As far as programming goes, I spend more time — at least lately — debating what new things to learn rather than actually learning new things. And I generally haven’t gone about these debates in a systematic manner. I mostly go to Google and type some variant of “should i learn haskell or go” and skim through some blog posts and Reddit threads and then I do something unrelated for a couple hours while I worry about future proofing my skills and then I return to Google and type in the same phrase and click on the same links.

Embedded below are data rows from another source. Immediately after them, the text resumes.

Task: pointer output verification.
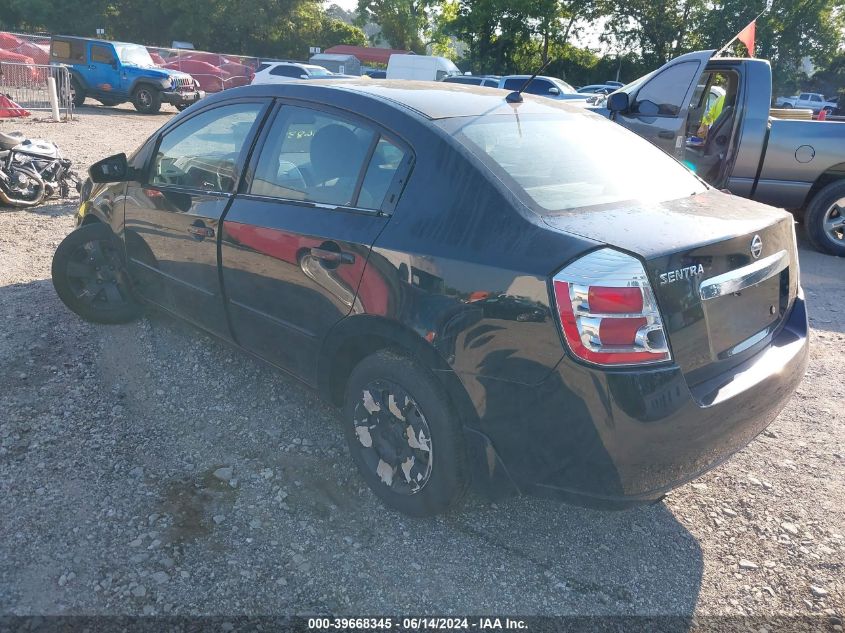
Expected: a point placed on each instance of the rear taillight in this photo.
(607, 310)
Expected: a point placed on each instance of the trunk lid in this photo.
(720, 304)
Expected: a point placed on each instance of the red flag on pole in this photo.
(746, 36)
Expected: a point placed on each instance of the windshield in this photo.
(570, 161)
(134, 54)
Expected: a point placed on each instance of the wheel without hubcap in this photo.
(825, 219)
(90, 278)
(147, 100)
(397, 417)
(394, 436)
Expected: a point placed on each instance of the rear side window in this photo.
(319, 157)
(202, 153)
(576, 169)
(664, 93)
(101, 54)
(68, 49)
(380, 173)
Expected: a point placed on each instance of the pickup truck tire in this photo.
(146, 99)
(825, 219)
(77, 92)
(404, 436)
(89, 275)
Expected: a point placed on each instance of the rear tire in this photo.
(825, 219)
(89, 275)
(146, 99)
(404, 435)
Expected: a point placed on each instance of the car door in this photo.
(173, 211)
(103, 69)
(659, 102)
(296, 240)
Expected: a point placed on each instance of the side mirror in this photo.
(112, 169)
(617, 101)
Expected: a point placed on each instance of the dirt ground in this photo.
(110, 438)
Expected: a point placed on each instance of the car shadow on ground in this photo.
(92, 108)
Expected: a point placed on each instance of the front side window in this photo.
(101, 54)
(576, 169)
(68, 49)
(319, 157)
(202, 153)
(663, 94)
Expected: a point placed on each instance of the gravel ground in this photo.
(148, 468)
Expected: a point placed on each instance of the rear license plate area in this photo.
(737, 321)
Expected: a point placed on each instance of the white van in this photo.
(422, 67)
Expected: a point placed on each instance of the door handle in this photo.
(332, 257)
(201, 232)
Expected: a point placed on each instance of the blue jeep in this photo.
(116, 72)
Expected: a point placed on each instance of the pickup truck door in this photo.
(174, 210)
(103, 72)
(658, 103)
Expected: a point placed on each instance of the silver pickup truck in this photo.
(798, 165)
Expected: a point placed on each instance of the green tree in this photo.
(402, 22)
(786, 35)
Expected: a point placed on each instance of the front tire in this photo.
(89, 275)
(77, 92)
(404, 435)
(146, 99)
(825, 219)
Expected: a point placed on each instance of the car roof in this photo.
(430, 99)
(94, 40)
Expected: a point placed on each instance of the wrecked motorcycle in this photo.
(32, 170)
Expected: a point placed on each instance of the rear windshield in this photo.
(570, 161)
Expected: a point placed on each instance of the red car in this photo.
(211, 78)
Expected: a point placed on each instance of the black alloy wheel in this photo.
(90, 277)
(404, 436)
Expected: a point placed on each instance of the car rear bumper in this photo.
(182, 98)
(619, 437)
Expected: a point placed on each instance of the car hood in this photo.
(155, 72)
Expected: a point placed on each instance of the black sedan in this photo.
(513, 291)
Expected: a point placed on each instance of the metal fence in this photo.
(27, 85)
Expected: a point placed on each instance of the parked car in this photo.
(807, 100)
(420, 67)
(281, 72)
(116, 72)
(549, 87)
(651, 325)
(210, 78)
(489, 81)
(792, 164)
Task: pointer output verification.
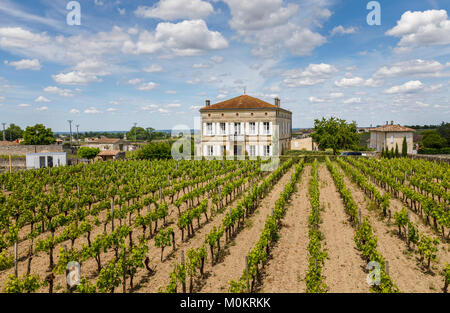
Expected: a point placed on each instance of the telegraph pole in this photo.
(70, 123)
(4, 131)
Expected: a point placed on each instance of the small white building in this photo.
(47, 159)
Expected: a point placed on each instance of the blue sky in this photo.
(156, 62)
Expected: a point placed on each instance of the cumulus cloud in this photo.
(411, 86)
(312, 75)
(61, 92)
(92, 110)
(352, 100)
(340, 30)
(176, 9)
(418, 67)
(427, 28)
(25, 64)
(75, 78)
(313, 99)
(42, 99)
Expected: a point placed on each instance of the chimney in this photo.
(277, 102)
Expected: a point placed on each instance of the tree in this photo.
(13, 132)
(38, 135)
(155, 150)
(432, 139)
(88, 153)
(404, 148)
(335, 134)
(141, 134)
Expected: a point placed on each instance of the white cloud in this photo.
(61, 92)
(217, 59)
(154, 68)
(147, 86)
(411, 86)
(341, 30)
(42, 99)
(26, 64)
(349, 82)
(313, 99)
(42, 108)
(352, 100)
(335, 95)
(201, 65)
(75, 78)
(176, 9)
(430, 27)
(418, 67)
(312, 75)
(92, 110)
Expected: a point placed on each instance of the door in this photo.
(41, 162)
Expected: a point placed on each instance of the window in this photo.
(237, 128)
(209, 128)
(266, 128)
(252, 126)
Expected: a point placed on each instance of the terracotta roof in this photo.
(109, 153)
(392, 128)
(241, 102)
(8, 143)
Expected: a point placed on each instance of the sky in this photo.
(155, 63)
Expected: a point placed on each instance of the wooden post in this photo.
(112, 214)
(15, 259)
(246, 271)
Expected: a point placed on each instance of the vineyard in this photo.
(342, 225)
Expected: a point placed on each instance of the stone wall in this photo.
(22, 150)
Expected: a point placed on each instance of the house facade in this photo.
(244, 126)
(391, 135)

Recently, I’ve been scheming various side projects that involve many calculations. JavaScript, which is generally the first language I consider for any project, has a bad reputation with math. If you Google “javascript math bad,” you’ll find examples like what I’ve written below (similar to this blog post):

const price = 1.2;
const quantity = 3;
const total = price * quantity;

// Outputs 3.5999999999999996
// instead of 3.6

It may be that JavaScript is a relatively poor choice for applications where mathematical accuracy matters, but the core problem demonstrated above could appear in any language. As described pretty well on this website, the problem is that floating point numbers can’t precisely represent decimals.

I can demonstrate the same problem in Python. If I go to my command line and type python to open a REPL, I can naively yield:

>>> x = 0.1
>>> y = 0.2
>>> x + y

While on a Hacker News thread about ReasonML, I saw someone comment:

BTW does Reason offer a solution for decimal the decimal precision problem there is in JavaScript?

ReasonML does not. It has integer and float types, and the fact that we use float types to represent decimals is the source of our collective confusion. I replicated my JavaScript example above in a ReasonML project:

let price = 1.2;
let quantity = 3.0;
let total = price *. quantity;


And the generated JavaScript still logged 3.5999999999999996:

'use strict';

var total = 1.2 * 3.0;


var price = 1.2;

var quantity = 3.0;

exports.price = price;
exports.quantity = quantity; = total;
/*  Not a pure module */

I haven’t found a great guide to dealing with math in JavaScript. There are a number of libraries for mathematical and financial operations, but it doesn’t seem like there’s a dominant solution. I also haven’t seen something like a, “CSS Tricks Guide to Flexbox” for math in JavaScript.